Par Emmanuel Medina
Le gouvernement de la République démocratique du Congo a mobilisé avec succès 30,5 millions de dollars américains sur le marché financier local le 26 juin dernier, à travers une émission de Bons du Trésor à trois mois de maturité. Selon la note de conjoncture de la Banque centrale du Congo (BCC), l’opération a surperformé les attentes avec un taux de réalisation de 101,67 % et un taux d’intérêt moyen pondéré de 9,64 %, confirmant l’attractivité des titres publics congolais auprès des investisseurs nationaux.

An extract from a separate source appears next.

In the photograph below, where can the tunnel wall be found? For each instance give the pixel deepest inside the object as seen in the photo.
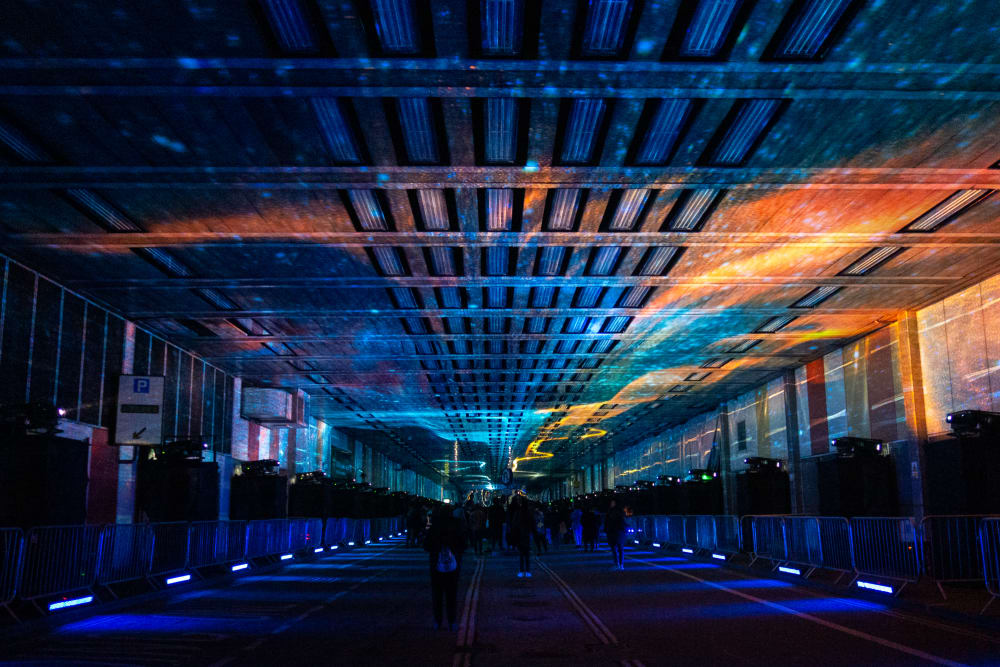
(858, 390)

C’est un signal fort envoyé au monde économique. Le 26 juin dernier, l’exécutif national de la République démocratique du Congo (RDC) a réussi son pari en levant 30,5 millions de dollars américains (USD) sur le marché financier local. En lançant cette émission de Bons du Trésor en devises, le gouvernement visait initialement 30 millions USD. Il repart finalement avec un taux de réalisation de 101,67 %.
Derrière ce chiffre, il y a une réalité concrète : les investisseurs locaux croient en la signature de l’État. Selon la note de conjoncture économique de la Banque centrale du Congo (BCC), consultée par reporter.cd ce dimanche, l’adjudication du 23 juin 2026 a suscité un véritable engouement chez les opérateurs financiers du pays. Face à cette affluence de souscriptions, le Trésor public n’a pas hésité. Il a fait le choix stratégique de retenir l’intégralité des offres sur la table.
Techniquement, cette opération repose sur des titres à court terme. Il s’agit de Bons du Trésor en devises d’une maturité de trois mois seulement. Pour convaincre les acheteurs, l’État a proposé un taux moyen pondéré de 9,64 %. Un rendement particulièrement généreux pour une période aussi courte de 90 jours, ce qui explique pourquoi les banques se sont bousculées. Au-delà du profit, cette performance prouve surtout que les banques commerciales congolaises disposent de liquidités prêtes à être injectées pour soutenir l’effort public.
Cette émission s’inscrira durablement dans la stratégie du gouvernement, qui cherche à diversifier ses sources de revenus et, surtout, à s’affranchir de la dépendance des aides budgétaires extérieures. En frappant à la porte de son propre marché intérieur, le gouvernement capte des devises fraîches. Celles-ci sont immédiatement disponibles pour faire face aux urgences du quotidien et amortir les imprévus économiques.
Sur le terrain, cet argent va servir de carburant à la machine étatique. Les fonds collectés vont permettre de garantir le paiement régulier des salaires et des dépenses de fonctionnement de l’État, de financer les grands chantiers d’infrastructures prioritaires qui attendent d’être achevés et de protéger le pouvoir d’achat des Congolais en maintenant l’équilibre macroéconomique. En effet, financer l’État par l’emprunt local évite de faire tourner la planche à billets à la Banque centrale, un mécanisme souvent synonyme de flambée des prix.
Au final, ce succès à 101,67 % est une excellente nouvelle pour la modernisation de l’économie congolaise. Pour les institutions financières locales, l’État s’impose désormais comme un partenaire fiable et ses titres comme des placements hautement sécurisés.
Notons que, cette habitude d’émettre régulièrement des obligations et des titres de créance à court terme est en train de transformer le secteur. Elle pousse les banques de la place à être plus compétitives et améliore la gestion des devises sous le regard attentif de la BCC. C’est le signe d’un système bancaire national qui mûrit et qui s’organise pour porter lui-même le développement du pays.